If \(r\ne s\), then the denominator factors for the two terms \([\cos \theta _{r}-\cos \theta _{s}]\sin \theta _{r}\) and \([\cos \theta _{r}-\cos \theta _{s}]\sin \theta _{s}\) are both non-vanishing. Because the numerator is always vanishing due to the constraints \(\sin (n+1)\theta _{r}=\sin (n+1)\theta _{s}=0\), we find that

$$\begin{aligned} \left. \frac{\sum _{k=1}^n a^{(r)}a^{(s)}}{\sin \theta _{r}\sin \theta _{s}} \right| _{r\ne s} =0. \end{aligned}$$

(A9)

If \(r= s\), then both the numerator and the denominator vanish simultaneously. Thus, we apply L’Hôpital’s rule by taking the ratio of the first-order derivatives of the numerator and the denominator and applying the identities \(\sin (n+1)\theta _{r}=0\) and \(\cos (n+1)\theta _{s}=(-1)^s\) in Eq. (36).
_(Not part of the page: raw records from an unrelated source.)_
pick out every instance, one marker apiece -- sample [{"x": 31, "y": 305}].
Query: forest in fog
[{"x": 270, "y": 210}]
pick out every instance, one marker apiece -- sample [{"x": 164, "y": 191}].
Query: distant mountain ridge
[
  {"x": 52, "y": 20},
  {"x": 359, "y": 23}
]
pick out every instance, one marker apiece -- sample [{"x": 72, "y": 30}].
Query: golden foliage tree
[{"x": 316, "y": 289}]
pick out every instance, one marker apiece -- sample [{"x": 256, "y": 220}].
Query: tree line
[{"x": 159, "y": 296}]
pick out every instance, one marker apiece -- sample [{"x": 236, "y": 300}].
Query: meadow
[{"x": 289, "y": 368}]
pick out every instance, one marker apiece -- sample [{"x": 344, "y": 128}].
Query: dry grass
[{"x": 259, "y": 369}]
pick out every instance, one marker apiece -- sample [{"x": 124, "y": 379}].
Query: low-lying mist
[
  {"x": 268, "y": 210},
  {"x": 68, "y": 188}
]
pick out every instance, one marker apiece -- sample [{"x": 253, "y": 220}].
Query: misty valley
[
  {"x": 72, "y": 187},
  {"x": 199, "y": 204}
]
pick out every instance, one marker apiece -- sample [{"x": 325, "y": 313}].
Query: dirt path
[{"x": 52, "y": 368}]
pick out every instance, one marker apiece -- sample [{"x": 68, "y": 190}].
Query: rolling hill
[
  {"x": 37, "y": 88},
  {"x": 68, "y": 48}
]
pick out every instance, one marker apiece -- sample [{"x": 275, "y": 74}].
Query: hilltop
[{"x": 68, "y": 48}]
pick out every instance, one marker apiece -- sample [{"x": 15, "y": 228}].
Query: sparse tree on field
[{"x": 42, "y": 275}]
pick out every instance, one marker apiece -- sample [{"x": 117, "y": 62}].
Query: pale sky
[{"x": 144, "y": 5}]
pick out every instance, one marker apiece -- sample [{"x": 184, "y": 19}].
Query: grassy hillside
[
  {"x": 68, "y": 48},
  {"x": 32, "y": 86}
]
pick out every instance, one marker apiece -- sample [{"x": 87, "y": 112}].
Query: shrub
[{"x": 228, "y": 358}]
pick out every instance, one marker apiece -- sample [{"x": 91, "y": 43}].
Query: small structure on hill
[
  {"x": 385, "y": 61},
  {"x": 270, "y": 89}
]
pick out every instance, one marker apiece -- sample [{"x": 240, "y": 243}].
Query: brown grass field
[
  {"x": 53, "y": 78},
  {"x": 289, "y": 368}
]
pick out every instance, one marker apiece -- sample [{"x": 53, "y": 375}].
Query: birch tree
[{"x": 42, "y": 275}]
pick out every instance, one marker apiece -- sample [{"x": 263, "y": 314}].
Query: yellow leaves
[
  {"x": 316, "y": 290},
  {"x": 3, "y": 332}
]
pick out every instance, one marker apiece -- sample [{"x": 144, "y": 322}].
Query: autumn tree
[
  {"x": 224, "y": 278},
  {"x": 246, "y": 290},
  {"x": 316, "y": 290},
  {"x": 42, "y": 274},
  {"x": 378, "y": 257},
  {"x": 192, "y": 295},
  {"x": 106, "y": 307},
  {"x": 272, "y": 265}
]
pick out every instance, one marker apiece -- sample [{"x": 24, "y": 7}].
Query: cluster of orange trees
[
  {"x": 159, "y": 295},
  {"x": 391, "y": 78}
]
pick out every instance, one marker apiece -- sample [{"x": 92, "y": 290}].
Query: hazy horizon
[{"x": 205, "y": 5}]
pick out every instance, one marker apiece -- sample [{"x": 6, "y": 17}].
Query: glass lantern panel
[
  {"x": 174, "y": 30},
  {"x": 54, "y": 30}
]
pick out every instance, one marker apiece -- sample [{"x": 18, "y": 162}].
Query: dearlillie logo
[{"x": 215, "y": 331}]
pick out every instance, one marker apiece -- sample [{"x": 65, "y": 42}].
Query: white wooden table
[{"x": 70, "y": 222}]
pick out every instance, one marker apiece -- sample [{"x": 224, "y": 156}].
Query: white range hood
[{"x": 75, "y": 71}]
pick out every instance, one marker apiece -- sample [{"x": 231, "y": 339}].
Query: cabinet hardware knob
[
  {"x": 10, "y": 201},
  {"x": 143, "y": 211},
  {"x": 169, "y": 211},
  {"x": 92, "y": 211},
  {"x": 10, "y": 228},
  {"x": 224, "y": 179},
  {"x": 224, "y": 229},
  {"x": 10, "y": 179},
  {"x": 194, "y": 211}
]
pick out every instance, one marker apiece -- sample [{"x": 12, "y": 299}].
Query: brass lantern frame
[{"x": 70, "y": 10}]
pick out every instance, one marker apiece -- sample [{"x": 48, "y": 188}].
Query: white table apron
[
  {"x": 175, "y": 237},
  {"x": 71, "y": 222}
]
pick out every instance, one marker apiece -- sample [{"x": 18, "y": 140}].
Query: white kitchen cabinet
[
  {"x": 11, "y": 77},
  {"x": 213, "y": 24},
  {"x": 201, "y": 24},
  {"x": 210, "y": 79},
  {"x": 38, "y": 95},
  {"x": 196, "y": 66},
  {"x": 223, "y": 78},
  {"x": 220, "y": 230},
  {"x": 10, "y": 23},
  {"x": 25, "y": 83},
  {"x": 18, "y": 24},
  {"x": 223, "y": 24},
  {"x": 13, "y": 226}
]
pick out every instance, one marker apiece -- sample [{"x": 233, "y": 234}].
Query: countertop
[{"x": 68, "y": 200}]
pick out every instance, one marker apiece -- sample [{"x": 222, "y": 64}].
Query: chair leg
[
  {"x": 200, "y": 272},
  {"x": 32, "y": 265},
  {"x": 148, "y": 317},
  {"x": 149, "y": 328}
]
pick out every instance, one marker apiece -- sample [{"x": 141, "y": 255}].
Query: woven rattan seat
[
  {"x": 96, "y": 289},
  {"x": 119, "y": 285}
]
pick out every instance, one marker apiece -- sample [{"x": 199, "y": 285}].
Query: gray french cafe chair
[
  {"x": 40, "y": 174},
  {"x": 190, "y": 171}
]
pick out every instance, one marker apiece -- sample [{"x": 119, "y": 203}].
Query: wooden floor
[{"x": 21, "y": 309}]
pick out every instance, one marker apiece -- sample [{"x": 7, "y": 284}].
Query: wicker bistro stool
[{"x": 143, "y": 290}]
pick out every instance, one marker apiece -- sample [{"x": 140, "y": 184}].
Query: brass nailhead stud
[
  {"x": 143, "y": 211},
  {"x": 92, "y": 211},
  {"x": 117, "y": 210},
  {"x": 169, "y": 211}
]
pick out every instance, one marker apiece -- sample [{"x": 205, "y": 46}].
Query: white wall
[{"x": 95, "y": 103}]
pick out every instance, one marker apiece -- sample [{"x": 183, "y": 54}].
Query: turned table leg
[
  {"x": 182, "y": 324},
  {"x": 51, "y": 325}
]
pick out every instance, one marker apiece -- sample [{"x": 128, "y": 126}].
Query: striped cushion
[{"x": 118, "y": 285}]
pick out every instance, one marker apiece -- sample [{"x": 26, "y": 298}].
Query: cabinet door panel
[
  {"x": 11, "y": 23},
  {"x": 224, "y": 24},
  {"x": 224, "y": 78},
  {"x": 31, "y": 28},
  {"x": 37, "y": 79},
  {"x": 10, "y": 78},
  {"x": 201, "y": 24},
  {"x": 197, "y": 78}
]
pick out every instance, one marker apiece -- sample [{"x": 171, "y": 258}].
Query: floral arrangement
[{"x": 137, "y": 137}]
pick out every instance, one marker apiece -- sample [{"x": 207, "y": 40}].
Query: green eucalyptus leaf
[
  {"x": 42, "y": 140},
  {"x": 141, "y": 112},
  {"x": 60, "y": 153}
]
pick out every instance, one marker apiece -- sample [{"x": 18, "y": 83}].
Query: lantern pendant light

Equivalently, we can replace \(\theta _{s}\) with \(\theta _{s} +x\) and take the Taylor-series expansion of both the numerator and the denominator to find that

$$\begin{aligned}&\displaystyle \left. \frac{\sum _{k=1}^n a^{(r)}a^{(s)}}{\sin \theta _{r}\sin \theta _{s}} \right| _{r= s}\nonumber \\&\quad = \displaystyle \frac{(-1)^{s-1} }{2}\lim _{x\rightarrow 0} \frac{ \displaystyle \frac{\sin [(n+1)(\theta _{r}+x)]}{\sin (\theta _{r}+x)} - \frac{\sin (n+1)\theta _{r}}{\sin \theta _{r}} }{ \cos (\theta _{r}+x)-\cos \theta _{r} } \nonumber \\&\quad =\displaystyle \frac{(-1)^{s-1} }{2}\lim _{x\rightarrow 0} \frac{ (n+1)x \sin \theta _{r} \cos [(n+1)\theta _{r}] }{\displaystyle -x\sin ^3\theta _{r} } \nonumber \\&\quad = \displaystyle \frac{ n+1 }{2\sin ^2\theta _{r} }. \end{aligned}$$

(A10)

Combining the results in Eqs. (A9) and (A10), we conclude that

$$\begin{aligned} \sum _{k=1}^n&\sin \frac{rk\pi }{n+1}\sin \frac{sk\pi }{n+1}=\frac{n+1}{2}\,\delta _{rs},\nonumber \\&r,\,s=1,~2,~\ldots ,~n. \end{aligned}$$

(A11)

This completes the proof of Eq. (55).